Research shows LLMs have weaker attention to content in the middle of long contexts — they recall the beginning and end more reliably. For RAG, if you retrieve 10 chunks, the most relevant should be placed first (or last), not buried in the middle. Re-ranking retrieved results to surface the most relevant chunk to position 1 in the context improves faithfulness.

Q: How do you detect hallucination at runtime without human review?

LLM-as-judge — use a second LLM call to assess whether the answer is grounded in the retrieved context
NLI-based scoring — use a Natural Language Inference model to check entailment between answer claims and source docs
Citation checking — extract cited document IDs and verify the claim exists in those documents
Schema validation — if using structured output, check for missing/null required fields (often a proxy for uncertainty)
Confidence field — instruct model to self-report confidence; flag low-confidence outputs for review

Q: What is the difference between RAG hallucination and generation hallucination?
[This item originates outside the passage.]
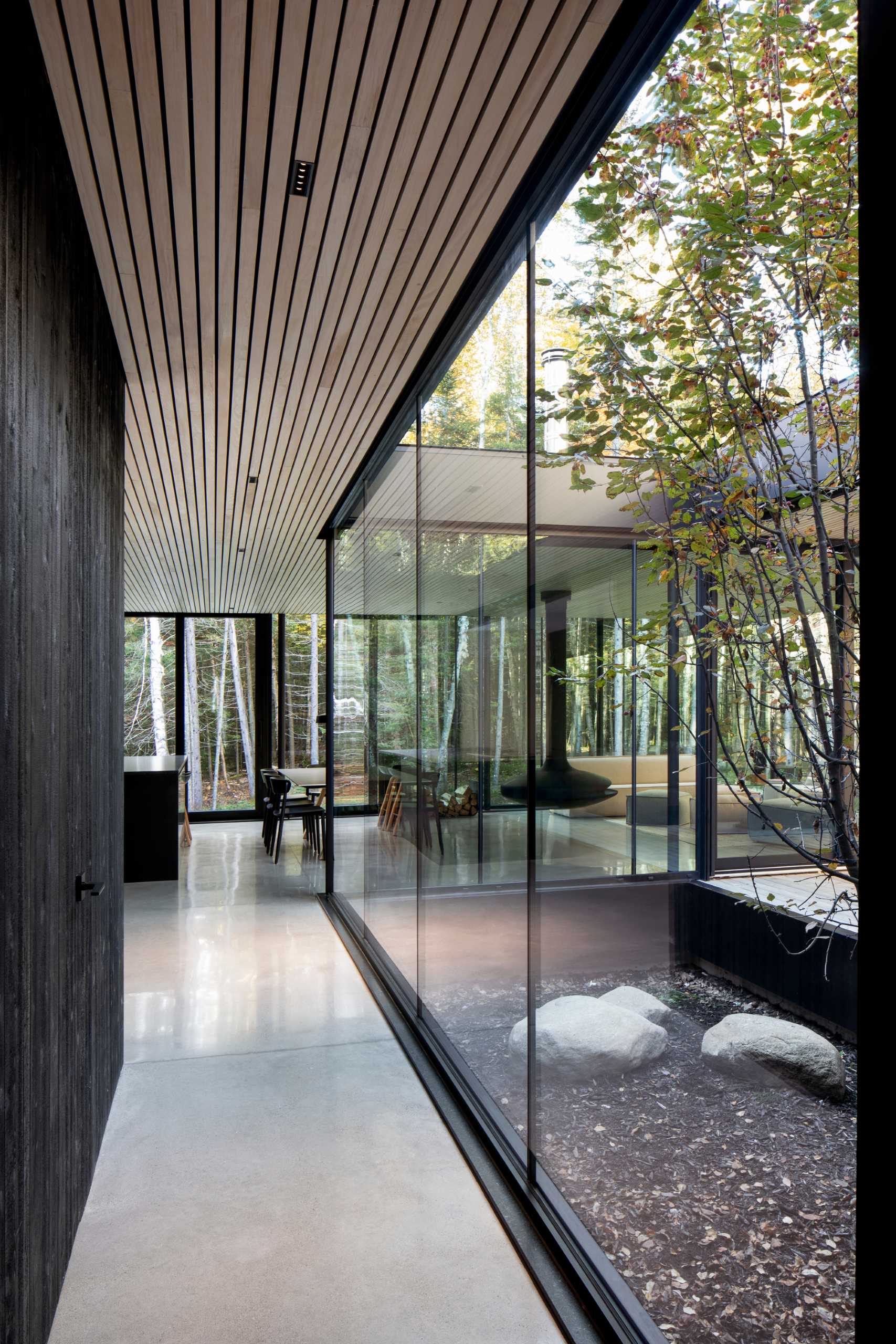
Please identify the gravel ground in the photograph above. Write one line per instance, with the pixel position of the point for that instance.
(729, 1208)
Retrieval hallucination: wrong documents are retrieved (context precision failure) → model answers from irrelevant or contradictory context
Generation hallucination: correct documents are retrieved but the model still fabricates beyond them (faithfulness failure) → model adds information not in the context

Both require different fixes: better retrieval (re-ranking, hybrid search) vs. stricter generation prompts and faithfulness validators.

Q: What is FactScore?

FactScore is an evaluation framework that:

Breaks generated text into atomic facts (e.g., "X was born in 1990", "X graduated from MIT")
Checks each atomic fact against a knowledge source (Wikipedia, retrieved docs, etc.)
Computes a score = fraction of facts that are supported

It's more granular than ROUGE/BERTScore because it identifies which specific claims are hallucinated rather than giving a single similarity score.

Q: A user reports that your AI assistant fabricated a legal case citation. What went wrong and how do you fix it?

What went wrong: the model relied on parametric memory for a specific fact (case citation) that either doesn't exist or was recalled incorrectly. Legal citations are high-risk for hallucination because they're precise and rare in training data.

Fix:

Add a system prompt rule: "Do not invent citations. If you cannot provide a verified citation, say so."
Integrate a legal database search tool — model must call the tool to retrieve a citation rather than recalling from memory
Add output validation: regex-check citation format, then look it up in a real database before returning to user
Add a disclaimer for all legal content generated without verified sources

Q: Can fine-tuning eliminate hallucination?

No. Fine-tuning can reduce hallucination on specific domains (by reinforcing accurate facts in weights) but it:

Adds a static knowledge snapshot that becomes stale
Can introduce new hallucinations on out-of-distribution queries
Doesn't solve the fundamental gap between "probable" and "true"

Fine-tuning is best for: style, format, tone, domain vocabulary. For factual accuracy, RAG + tool use is more reliable than trying to stamp all facts into weights.